We utilized a maximum likelihood, competing-risks regression model as described by Fine and Gray. 13 Competing-risks regression analysis was performed to characterize the risks of bladder cancer-specific mortality across intensity of surveillance and treatment. We defined failure as bladder cancer mortality and the competing event as non-bladder cancer mortality. Estimates are reported as sub-hazard ratios (HR) with corresponding 95% confidence intervals. Additionally, since patients treated by the same provider may have similar outcomes, we accounted for this potential clustering by utilizing the Huber/White/sandwich variance estimator to the competing-risks regression analysis to yield more conservative confidence intervals. While competing-risks regression analysis does not have a goodness-of-fit statistic, we utilized the Cox model as a proxy.
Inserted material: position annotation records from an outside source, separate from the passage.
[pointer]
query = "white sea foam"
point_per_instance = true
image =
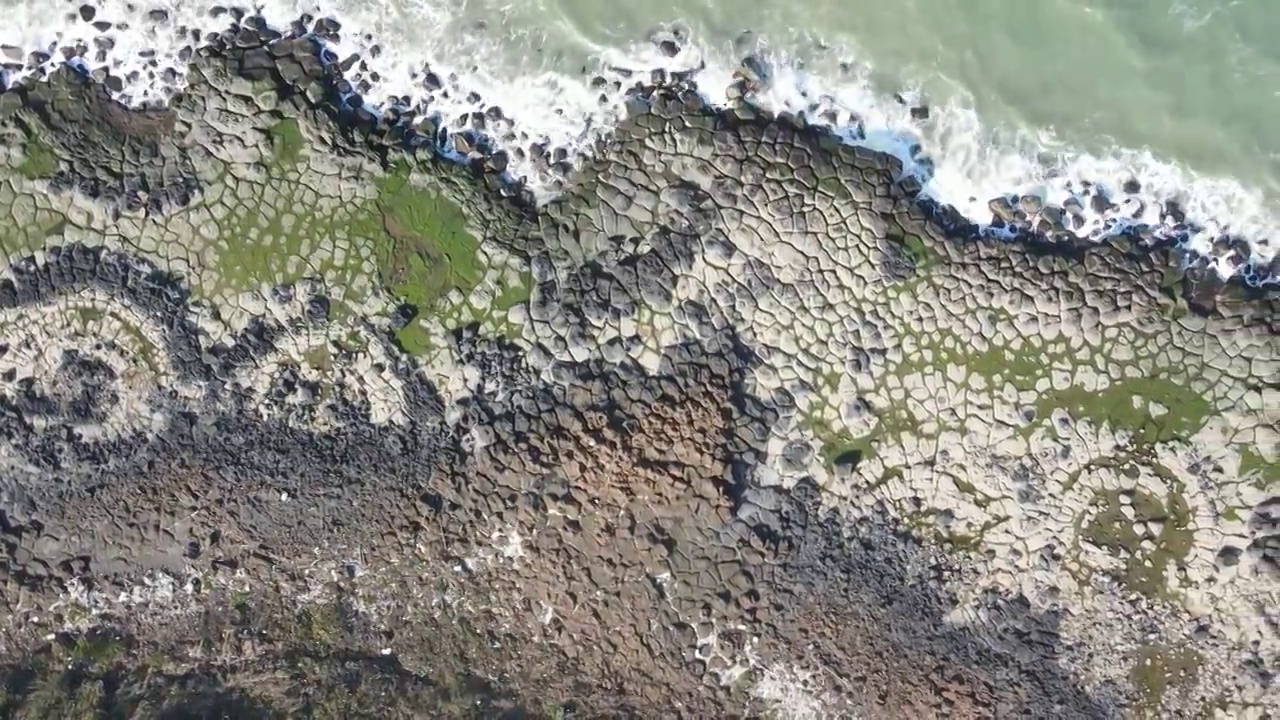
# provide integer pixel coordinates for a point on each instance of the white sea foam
(965, 163)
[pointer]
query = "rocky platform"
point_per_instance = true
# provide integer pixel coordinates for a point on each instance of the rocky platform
(301, 419)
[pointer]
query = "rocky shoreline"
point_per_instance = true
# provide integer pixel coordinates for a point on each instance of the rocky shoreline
(304, 417)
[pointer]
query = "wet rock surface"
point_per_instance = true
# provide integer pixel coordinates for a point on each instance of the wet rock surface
(736, 427)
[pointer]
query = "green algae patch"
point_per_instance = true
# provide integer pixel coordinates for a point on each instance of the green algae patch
(1148, 534)
(426, 255)
(1257, 469)
(1127, 405)
(428, 249)
(287, 144)
(39, 160)
(1161, 669)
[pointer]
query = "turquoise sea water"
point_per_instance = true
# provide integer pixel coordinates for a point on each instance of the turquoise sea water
(1024, 95)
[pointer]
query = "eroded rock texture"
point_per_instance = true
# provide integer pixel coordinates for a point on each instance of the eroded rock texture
(298, 418)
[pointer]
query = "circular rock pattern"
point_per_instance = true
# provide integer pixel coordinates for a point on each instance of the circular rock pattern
(736, 425)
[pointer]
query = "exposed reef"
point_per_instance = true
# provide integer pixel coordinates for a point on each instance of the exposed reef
(302, 414)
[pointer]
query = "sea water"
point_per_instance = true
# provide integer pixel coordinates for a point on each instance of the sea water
(1153, 100)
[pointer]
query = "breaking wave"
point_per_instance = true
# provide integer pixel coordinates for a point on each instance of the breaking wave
(497, 91)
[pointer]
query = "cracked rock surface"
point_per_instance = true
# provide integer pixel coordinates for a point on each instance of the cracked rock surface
(300, 418)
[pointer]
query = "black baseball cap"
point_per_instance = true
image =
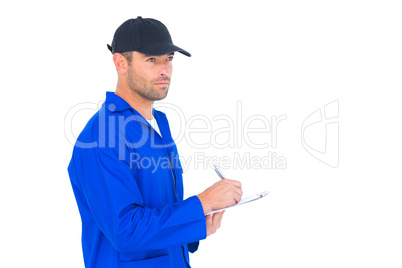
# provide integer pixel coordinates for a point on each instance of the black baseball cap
(147, 36)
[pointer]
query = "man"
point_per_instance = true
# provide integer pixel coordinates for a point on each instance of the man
(125, 171)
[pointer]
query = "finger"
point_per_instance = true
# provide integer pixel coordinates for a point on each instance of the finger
(237, 184)
(220, 219)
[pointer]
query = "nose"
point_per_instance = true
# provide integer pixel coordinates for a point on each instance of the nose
(164, 69)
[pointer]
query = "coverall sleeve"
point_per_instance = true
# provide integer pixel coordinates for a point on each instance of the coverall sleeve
(116, 204)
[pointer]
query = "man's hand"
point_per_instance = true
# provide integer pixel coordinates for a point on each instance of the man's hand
(224, 193)
(214, 222)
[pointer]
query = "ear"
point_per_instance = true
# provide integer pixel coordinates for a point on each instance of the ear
(120, 62)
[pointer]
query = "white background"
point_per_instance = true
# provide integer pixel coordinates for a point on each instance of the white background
(278, 58)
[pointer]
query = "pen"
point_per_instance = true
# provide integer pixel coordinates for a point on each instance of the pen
(220, 174)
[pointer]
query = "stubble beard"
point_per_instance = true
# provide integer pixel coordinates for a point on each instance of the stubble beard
(138, 85)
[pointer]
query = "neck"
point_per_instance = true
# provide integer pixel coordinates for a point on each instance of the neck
(141, 105)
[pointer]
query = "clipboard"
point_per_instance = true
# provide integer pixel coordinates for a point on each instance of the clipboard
(244, 200)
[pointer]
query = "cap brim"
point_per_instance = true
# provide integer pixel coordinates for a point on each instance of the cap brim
(163, 50)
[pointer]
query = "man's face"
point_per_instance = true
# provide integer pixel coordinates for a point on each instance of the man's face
(149, 76)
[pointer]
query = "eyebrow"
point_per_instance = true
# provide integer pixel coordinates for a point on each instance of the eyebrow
(170, 54)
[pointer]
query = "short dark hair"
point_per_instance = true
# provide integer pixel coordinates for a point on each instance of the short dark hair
(128, 55)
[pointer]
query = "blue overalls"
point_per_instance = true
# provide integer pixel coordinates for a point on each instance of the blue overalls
(127, 181)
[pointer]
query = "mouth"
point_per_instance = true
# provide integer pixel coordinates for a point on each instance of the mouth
(162, 84)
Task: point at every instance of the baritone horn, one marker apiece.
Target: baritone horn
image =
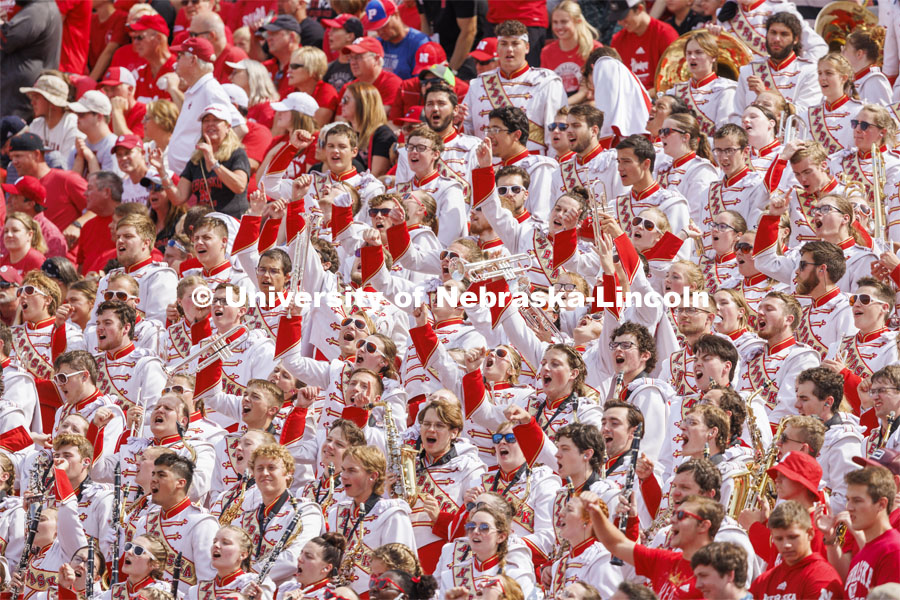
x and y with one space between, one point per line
508 267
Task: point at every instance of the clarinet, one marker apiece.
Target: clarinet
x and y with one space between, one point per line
116 518
176 574
629 485
279 546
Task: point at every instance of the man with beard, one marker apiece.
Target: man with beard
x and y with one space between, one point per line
441 110
795 78
591 165
783 358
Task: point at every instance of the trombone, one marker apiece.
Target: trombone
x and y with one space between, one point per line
502 266
219 348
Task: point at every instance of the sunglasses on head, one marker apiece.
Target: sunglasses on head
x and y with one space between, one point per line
510 438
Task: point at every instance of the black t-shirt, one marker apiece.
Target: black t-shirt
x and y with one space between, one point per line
219 196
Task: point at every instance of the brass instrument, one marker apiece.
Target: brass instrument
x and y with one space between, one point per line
218 348
673 68
837 20
401 459
482 270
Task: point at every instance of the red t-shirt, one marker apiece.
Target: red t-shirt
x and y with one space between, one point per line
76 16
32 260
65 196
102 33
641 53
566 64
530 13
811 578
878 562
146 89
671 577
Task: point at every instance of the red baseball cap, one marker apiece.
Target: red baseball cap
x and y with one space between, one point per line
413 115
485 50
154 22
29 187
117 75
800 468
362 45
128 142
427 55
199 47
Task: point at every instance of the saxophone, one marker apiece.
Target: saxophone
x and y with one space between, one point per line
401 460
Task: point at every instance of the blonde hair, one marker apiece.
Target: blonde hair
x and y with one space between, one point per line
37 238
585 33
370 113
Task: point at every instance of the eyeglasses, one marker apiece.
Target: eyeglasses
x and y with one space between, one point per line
647 224
135 549
30 290
865 300
177 389
123 296
664 131
862 125
359 323
681 515
418 148
621 345
880 391
743 248
369 347
63 378
510 190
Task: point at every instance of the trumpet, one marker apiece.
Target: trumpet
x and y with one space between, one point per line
482 270
218 348
795 129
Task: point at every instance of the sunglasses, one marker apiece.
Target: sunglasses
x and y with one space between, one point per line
506 190
864 299
63 378
30 290
135 549
122 296
359 323
177 389
647 224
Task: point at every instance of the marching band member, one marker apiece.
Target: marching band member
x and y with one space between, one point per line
489 553
829 120
143 561
134 375
783 358
586 560
317 567
511 149
779 67
539 92
710 97
862 51
689 171
231 549
819 394
135 237
365 519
We confirmed non-violation of the proportional hazards assumption using “log-log” plots and adequate model fit using Hosmer and Lemeshow analysis.14. We conducted all analyses with STATA software (College Station, Texas). All statistical tests were two-tailed, and the probability of a type I error was set at 0.05. The institutional review board at UCLA approved the study protocol.
We identified 4,790 subjects and the plurality was octogenarian, male, white, married and without any comorbid conditions. The majority was diagnosed in 1998–2002 with a poorly differentiated T1 tumor by a medium-volume surgeon at a non-academic non-cancer center (Table 1).
Table 1
Table 1
Cohort characteristics
On univariate analysis, while the mean utilization of cystoscopy, upper-tract imaging, and intravesical instillation of BCG significantly increased after the establishment of established-clinical guidelines, the proportion compliant with each measure did not significantly increase after 1997, with the exception of receipt of an induction course of BCG (13.0% to 19.7%, p <0.001) (Table 2).
Table 2
Table 2
Overall and compliant use of services stratified by year the NCCN guidelines for non-muscle-invasive bladder cancer were established.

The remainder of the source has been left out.